Diagram Figure 1: Overview of the catalogue architecture. At the bottom right are the institutions running the studies, collecting the biospecimens, processing them and generating genomic and phenotype data. A portion of the biospecimens, along with their metadata are sent to one of the biorepositories. The biorepositories update the content of their LIMS with the new information. The genomic datasets generated from the studies are sent to the Archive, where they are held for a period of 9 months before submission to public repositories. The Archive and biorepositories export csv files with metadata for each project and upload them into the catalogue, triggering an update of the catalogue database. Therefore, the catalogue end users are provided with the latest information in the Archive and biorepositories

The catalogue is a Java application written in a Spring boot framework. Three modules compose the catalogue: an upload module, a database and a search engine. The upload module expects a well formatted csv file structured following predefined templates. There is one template for the repositories and two for the Archive, which splits the information into project and participant metadata. The template restricts the nomenclature of the captured field to ensure data harmonization. The export and uploading of csv files is not necessarily the best option for updating the catalogue database, an Application Programming Interface (API) would be more appropriate. However, none of the systems running in the biorepositories or the Archive have implemented such a solution yet.

The metadata in the catalogue are stored in a Neo4j graph, schemaless and NoSQL database. In a graph database, nodes represent the entities that may be extracted from the metadata, e.g Study, Participant, Biospecimen, etc. and the vertices represent the logic relating the nodes to each other, e.g a Biospecimen node is related to a Participant node.

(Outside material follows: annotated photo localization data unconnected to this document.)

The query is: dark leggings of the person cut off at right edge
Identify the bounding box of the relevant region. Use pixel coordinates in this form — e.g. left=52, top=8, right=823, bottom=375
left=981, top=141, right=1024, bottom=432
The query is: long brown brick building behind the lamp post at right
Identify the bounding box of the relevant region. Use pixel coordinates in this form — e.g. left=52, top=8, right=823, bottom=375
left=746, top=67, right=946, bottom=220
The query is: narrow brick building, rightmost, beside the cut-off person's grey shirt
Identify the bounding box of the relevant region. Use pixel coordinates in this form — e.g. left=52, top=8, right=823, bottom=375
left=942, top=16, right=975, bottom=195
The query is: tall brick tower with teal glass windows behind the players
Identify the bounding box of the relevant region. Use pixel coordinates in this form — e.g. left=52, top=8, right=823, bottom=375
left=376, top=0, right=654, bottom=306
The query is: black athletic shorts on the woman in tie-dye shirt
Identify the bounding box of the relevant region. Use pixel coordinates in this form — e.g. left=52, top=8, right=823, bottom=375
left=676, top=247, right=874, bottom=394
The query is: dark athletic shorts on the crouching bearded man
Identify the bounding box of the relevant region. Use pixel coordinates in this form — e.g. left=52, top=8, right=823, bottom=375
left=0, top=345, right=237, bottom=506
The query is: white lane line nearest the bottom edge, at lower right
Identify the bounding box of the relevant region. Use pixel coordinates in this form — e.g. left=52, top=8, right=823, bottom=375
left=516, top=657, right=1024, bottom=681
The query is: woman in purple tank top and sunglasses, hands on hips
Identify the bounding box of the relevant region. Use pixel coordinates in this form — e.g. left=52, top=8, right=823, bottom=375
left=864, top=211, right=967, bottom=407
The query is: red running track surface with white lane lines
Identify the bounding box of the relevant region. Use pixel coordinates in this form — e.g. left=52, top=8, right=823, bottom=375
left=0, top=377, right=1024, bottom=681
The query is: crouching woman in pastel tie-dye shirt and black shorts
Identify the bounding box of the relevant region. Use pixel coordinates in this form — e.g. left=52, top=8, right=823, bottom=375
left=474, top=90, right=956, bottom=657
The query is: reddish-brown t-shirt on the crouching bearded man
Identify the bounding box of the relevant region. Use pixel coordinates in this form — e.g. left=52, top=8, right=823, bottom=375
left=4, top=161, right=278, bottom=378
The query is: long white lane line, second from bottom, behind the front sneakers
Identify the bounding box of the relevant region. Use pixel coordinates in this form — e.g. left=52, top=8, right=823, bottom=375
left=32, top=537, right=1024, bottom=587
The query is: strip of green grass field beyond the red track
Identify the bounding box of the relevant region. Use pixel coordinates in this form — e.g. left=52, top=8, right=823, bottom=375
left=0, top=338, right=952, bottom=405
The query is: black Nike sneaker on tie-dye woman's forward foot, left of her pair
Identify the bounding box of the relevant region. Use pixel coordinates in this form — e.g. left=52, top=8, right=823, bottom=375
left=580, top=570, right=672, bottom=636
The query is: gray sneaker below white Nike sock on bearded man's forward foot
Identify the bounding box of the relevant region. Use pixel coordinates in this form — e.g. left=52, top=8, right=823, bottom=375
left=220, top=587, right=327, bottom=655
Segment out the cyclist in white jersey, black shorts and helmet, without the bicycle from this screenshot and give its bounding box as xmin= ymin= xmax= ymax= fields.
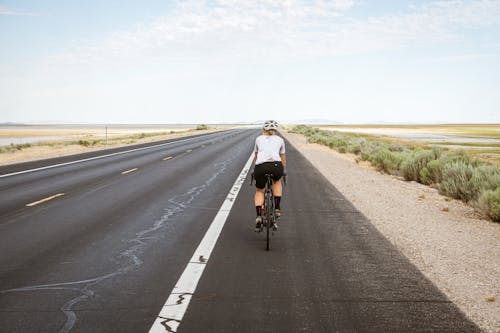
xmin=252 ymin=120 xmax=286 ymax=232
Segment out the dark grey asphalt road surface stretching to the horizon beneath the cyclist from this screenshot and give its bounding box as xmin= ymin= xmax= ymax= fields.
xmin=0 ymin=130 xmax=479 ymax=332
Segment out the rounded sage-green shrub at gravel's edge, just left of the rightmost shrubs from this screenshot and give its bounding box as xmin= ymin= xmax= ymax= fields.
xmin=439 ymin=161 xmax=478 ymax=201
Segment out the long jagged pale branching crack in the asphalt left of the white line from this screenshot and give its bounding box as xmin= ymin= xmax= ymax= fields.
xmin=0 ymin=157 xmax=235 ymax=333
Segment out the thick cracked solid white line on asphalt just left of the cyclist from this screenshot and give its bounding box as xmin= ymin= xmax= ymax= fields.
xmin=149 ymin=154 xmax=253 ymax=333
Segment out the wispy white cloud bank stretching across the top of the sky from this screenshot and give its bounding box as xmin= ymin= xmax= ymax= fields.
xmin=50 ymin=0 xmax=500 ymax=64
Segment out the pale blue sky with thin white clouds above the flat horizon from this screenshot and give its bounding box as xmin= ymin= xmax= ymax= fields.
xmin=0 ymin=0 xmax=500 ymax=124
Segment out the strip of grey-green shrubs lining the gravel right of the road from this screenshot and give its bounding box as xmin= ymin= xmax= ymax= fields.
xmin=291 ymin=125 xmax=500 ymax=222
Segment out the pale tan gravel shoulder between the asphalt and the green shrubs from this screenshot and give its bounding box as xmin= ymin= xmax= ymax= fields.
xmin=283 ymin=133 xmax=500 ymax=333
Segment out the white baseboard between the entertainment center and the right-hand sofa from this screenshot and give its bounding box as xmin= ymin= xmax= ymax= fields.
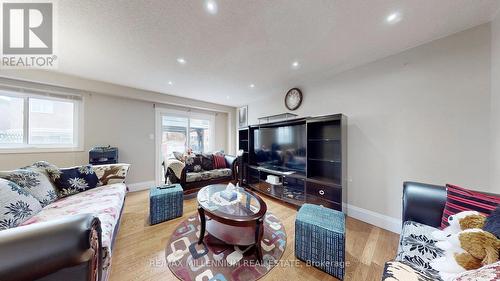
xmin=343 ymin=204 xmax=402 ymax=234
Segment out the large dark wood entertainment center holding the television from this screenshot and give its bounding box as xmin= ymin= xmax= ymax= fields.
xmin=238 ymin=114 xmax=347 ymax=210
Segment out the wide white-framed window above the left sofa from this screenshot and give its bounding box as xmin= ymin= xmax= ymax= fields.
xmin=0 ymin=90 xmax=82 ymax=152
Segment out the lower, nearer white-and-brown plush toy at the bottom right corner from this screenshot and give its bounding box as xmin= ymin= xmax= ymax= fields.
xmin=430 ymin=228 xmax=500 ymax=281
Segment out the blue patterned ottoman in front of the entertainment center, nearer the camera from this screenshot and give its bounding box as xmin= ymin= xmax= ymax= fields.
xmin=295 ymin=204 xmax=345 ymax=279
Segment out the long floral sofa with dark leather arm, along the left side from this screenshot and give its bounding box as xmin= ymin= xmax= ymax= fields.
xmin=0 ymin=164 xmax=129 ymax=280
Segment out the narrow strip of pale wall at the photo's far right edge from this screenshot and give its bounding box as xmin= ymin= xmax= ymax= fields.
xmin=490 ymin=13 xmax=500 ymax=189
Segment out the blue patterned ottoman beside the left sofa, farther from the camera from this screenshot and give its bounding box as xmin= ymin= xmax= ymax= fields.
xmin=149 ymin=184 xmax=183 ymax=224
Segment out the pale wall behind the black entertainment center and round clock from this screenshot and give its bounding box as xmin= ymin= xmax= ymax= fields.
xmin=248 ymin=24 xmax=490 ymax=221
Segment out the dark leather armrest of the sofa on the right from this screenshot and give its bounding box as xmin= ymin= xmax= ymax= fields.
xmin=403 ymin=182 xmax=446 ymax=227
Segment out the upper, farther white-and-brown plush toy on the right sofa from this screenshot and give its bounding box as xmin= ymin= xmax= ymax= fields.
xmin=432 ymin=211 xmax=486 ymax=241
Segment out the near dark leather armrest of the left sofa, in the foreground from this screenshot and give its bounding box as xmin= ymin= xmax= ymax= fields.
xmin=0 ymin=214 xmax=102 ymax=281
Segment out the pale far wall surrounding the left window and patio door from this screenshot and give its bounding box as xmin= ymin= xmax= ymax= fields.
xmin=0 ymin=70 xmax=235 ymax=184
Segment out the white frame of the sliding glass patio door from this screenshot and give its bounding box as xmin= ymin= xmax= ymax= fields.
xmin=155 ymin=107 xmax=215 ymax=185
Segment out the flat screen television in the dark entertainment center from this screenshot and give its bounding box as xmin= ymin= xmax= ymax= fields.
xmin=253 ymin=124 xmax=307 ymax=174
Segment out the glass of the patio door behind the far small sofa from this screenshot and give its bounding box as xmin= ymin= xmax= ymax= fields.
xmin=159 ymin=109 xmax=214 ymax=162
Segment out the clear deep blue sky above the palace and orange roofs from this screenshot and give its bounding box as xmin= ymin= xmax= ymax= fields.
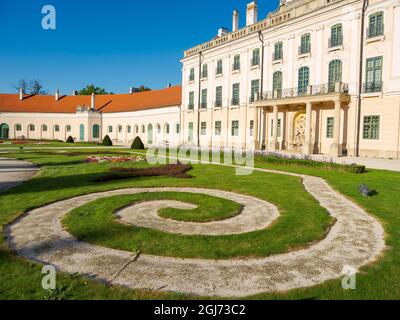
xmin=0 ymin=0 xmax=279 ymax=94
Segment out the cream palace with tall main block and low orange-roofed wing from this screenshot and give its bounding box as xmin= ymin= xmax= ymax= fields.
xmin=0 ymin=0 xmax=400 ymax=159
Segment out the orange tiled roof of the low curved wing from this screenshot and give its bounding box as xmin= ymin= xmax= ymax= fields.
xmin=0 ymin=86 xmax=182 ymax=113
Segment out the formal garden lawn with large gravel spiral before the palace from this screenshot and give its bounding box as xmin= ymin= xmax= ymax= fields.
xmin=0 ymin=144 xmax=400 ymax=299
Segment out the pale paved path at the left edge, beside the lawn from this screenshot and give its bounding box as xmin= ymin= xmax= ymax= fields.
xmin=0 ymin=158 xmax=38 ymax=193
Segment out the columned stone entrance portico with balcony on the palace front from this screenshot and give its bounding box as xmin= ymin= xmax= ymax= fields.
xmin=253 ymin=82 xmax=350 ymax=157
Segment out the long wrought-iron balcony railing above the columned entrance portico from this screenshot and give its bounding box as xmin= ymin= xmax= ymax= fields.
xmin=261 ymin=82 xmax=349 ymax=101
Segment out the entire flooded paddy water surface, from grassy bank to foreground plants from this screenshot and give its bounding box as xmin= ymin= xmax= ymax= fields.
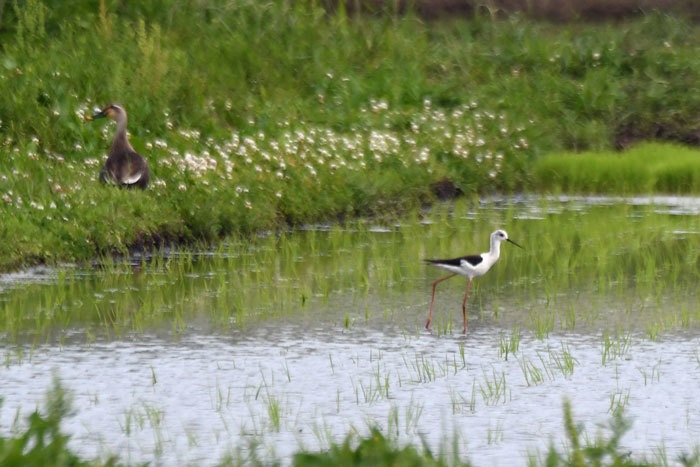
xmin=0 ymin=198 xmax=700 ymax=465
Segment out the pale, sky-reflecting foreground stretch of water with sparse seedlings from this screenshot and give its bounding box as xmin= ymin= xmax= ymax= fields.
xmin=1 ymin=323 xmax=700 ymax=465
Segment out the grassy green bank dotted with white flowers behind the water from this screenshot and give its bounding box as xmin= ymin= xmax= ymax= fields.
xmin=0 ymin=0 xmax=700 ymax=270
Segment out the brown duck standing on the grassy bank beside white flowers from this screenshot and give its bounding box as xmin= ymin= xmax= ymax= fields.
xmin=87 ymin=104 xmax=151 ymax=189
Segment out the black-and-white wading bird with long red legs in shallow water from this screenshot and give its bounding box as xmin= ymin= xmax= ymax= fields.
xmin=425 ymin=230 xmax=523 ymax=334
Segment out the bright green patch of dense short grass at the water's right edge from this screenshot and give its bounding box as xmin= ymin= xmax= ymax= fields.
xmin=533 ymin=143 xmax=700 ymax=194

The search engine module comes with a user friendly web interface with different HTML fields for filtering the content of the database. Although it is possible to query participant and biospecimen fields, the result is provided as a list of studies with general summary information about their participants and biospecimens. For ethical reasons, despite being anonymised, the participant and biospecimen IDs are hidden to protect the study individuals. Only authorized users, such as the DBAC, can view these when necessary.

Catalogue data capturing

Data Figure 2: All the CSV columns captured in the catalogue database. The columns are categorised into 4 principal entities: Project, Participant, Biospecimen and Dataset. In addition, their provenance from Biorepositories or the Archive, is shown. Sensitive information is shown in red meaning that this is hidden and not shown to the end users.

To ensure consistency in the information received from the biorepositories, a standard CSV template is used as a model for export of biospecimen metadata from the LIMS (Figure 2). Two standard CSV templates are defined for receiving data from the Archive.

Biospecimen data comes from the biorepositories, while Study, Participant and Dataset information originates from the Archive. However, some common fields exist between the biorepositories and Archive, and play a key role in linking the information, e.g the Study acronym and Participant ID links a biospecimen in a biobank to a study and dataset in the archive.